Keengganan masyarakat melaporkan biasanya karena rasa malu dan khawatir terhadap adanya gangguan perkembangan anak. Apalagi, kata dia, pemberitaan seputar kekerasan anak akhir-akhir ini begitu marak.
Selain itu, banyak juga keluarga yang merasa suatu kejadian yang menimpa dalam keluarga tidak begitu berpengaruh terhadap anak. Padahal, itu sangat mengganggu kondisi mental ataupun fisik anak, sehingga masuk kategori kekerasan. Contohnya pada kasus perceraian keluarga.
Rendahnya angka pelaporan juga terjadi karena Komnas PA tidak mempunyai cabang langsung yang menangani masalah anak di daerah-daerah, khususnya daerah terpencil. Oleh karena itu, dia berharap adanya kelompok kecil khusus yang fokus pada masalah anak mulai di lingkungan RT/RW.

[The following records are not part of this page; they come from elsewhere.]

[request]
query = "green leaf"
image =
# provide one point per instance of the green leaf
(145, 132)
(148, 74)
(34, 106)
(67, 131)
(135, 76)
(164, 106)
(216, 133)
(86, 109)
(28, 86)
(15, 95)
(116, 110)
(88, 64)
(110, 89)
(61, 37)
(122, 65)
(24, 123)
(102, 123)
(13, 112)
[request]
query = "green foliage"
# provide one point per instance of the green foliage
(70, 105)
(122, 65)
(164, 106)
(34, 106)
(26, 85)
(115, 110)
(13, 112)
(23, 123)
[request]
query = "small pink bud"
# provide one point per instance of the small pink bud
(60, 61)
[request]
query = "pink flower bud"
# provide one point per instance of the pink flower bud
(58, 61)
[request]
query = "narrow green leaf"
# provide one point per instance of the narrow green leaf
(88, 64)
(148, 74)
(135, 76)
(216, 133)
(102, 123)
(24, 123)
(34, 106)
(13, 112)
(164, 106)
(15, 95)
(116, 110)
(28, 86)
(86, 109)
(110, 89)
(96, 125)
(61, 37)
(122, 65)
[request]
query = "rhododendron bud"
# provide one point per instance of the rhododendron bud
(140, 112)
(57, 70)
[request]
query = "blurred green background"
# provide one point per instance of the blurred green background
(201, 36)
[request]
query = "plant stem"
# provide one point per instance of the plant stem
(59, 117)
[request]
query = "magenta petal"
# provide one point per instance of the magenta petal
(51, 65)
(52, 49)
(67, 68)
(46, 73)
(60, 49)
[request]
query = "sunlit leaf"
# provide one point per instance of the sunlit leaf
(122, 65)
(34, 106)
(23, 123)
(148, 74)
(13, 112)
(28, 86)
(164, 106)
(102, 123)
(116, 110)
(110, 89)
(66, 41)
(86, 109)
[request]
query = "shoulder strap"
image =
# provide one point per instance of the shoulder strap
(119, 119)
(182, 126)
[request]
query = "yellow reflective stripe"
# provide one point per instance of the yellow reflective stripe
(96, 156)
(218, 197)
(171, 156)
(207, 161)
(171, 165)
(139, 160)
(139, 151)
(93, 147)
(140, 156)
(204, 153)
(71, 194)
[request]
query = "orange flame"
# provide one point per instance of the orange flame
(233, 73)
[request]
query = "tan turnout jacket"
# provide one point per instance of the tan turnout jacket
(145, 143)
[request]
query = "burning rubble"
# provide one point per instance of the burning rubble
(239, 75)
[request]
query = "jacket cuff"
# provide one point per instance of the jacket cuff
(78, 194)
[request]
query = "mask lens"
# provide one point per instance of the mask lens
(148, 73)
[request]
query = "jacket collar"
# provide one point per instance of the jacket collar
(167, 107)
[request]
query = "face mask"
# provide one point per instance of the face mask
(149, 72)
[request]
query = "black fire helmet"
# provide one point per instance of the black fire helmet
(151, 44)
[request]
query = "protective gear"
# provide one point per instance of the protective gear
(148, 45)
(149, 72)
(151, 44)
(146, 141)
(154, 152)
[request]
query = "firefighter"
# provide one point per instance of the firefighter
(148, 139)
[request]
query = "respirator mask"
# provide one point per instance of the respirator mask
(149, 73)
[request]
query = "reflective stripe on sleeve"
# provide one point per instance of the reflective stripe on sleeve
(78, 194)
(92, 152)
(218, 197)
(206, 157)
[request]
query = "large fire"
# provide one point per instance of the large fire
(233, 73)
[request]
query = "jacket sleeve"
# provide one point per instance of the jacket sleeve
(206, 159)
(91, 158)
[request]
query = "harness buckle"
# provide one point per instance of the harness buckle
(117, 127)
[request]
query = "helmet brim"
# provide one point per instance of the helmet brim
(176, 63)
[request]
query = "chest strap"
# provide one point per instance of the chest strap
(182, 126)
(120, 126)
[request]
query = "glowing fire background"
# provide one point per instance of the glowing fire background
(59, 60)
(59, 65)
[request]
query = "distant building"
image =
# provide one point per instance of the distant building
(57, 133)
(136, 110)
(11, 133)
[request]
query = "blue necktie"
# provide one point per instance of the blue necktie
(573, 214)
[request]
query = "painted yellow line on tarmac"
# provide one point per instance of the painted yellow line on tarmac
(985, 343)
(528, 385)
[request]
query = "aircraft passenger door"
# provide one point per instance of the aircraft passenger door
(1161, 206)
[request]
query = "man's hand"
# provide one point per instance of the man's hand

Sebab, jika kekerasan anak dibiarkan begitu saja oleh keluarga ataupun internal, maka tidak ada ruang bagi perbaikan kondisi anak pascakekerasan. Akhirnya, masalah yang sebenarnya bisa berpotensi merusak masa depan anak, justru menguap dan tidak diperbaiki. Fenomena inilah yang disebut Seto sebagai gunung es.
Seto mencontohkan penanganan kasus anak di Inggris, yang mencapai 300 ribu kasus dalam setahun pada populasi mencapai 68 juta. Tingginya angka ini, kata Seto, mencontohkan tingginya kesadaran keluarga dan lingkungan tentang kekerasan anak.
"Jika angkanya sedikit. Justru itu lebih berbahaya karena masyarakat tidak punya kesadaran," Seto berujar.